Putting the squeeze on DNA

Written by Jesse Jenkins

Exactly how does the DNA replication process start? USC scientists provide the first snapshot of how double-helix DNA begins to unwind and replicate after certain proteins put on the “squeeze.”

A ring of six proteins known as a helicase surrounds the DNA strands at a special location known as origin DNA. Each of the six proteins is in distinct color, with origin DNA in the center.

Credit: Xiaojiang Chen, USC

DNA replication begins with the initial opening up of an intertwined DNA double helix, enabling the vital information stored inside to be copied. However, exactly how the DNA “opening” phase is initiated has remained a mystery.

Now for the first time, researchers show that DNA replication in mammalian cells initiates after a vise-like ring of special proteins assemble, surround, and bind to the double-stranded DNA structure. The study, published in eLife, details how these protein rings, called helicases, “squeeze” the strands to open up the DNA, kicking off the replication process.

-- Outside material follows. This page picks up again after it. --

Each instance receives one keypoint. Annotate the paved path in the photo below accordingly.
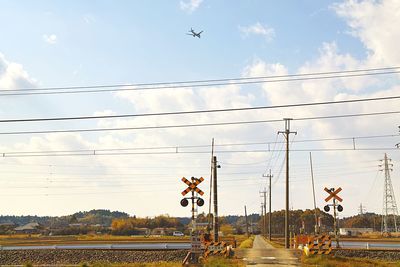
(263, 254)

“You would think that in order to open something, it would need to be pulled apart, or something would need to be inserted between to pry and open,” explained Xiaojiang Chen, who led the study at the University of Southern California. “But surprisingly, nature has found another way.”

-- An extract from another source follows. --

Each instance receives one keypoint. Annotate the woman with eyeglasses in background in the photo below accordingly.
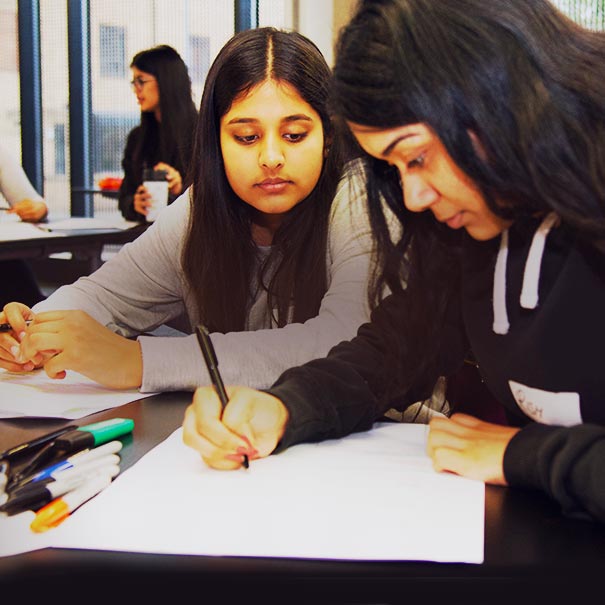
(163, 139)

Chen’s lab began to study the mechanism behind DNA opening in eukaryotic cells by observing the same process in simian virus 40 (SV40) s. The team discovered that the virus hijacks normal DNA replication by mirroring the protein helicase mechanism used for DNA opening in healthy eukaryotic cells.

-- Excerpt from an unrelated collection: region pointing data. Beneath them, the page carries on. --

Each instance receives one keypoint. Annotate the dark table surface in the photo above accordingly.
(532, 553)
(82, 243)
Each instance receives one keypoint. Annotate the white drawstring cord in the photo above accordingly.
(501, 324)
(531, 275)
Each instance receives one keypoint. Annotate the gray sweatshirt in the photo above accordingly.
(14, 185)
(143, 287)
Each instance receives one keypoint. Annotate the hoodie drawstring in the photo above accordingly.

Using X-ray crystallography, Chen’s lab showed how six separate subunits of proteins of the virus’s helicase each make unique bonds with the DNA at the replication origin site. After squeezing and melting this site to separate the two DNA strands, the virus then starts copying its own DNA.

Chen says the SV40 model may help researchers learn to prevent viruses from hijacking the DNA replication process. To get there, many other steps of DNA replication still need to be understood, such as how the melted DNA origin is opened up even more fully to produce the Y-shaped DNA replication fork.

“The DNA replication process is very complicated, and this is probably only a small step, which has opened up more questions than we’ve answered,” said Chen. “However, as we add to knowledge from this finding, we might someday be able to design something to intervene at this critical step to block cancer cell replication or viral replication and infection in the future.”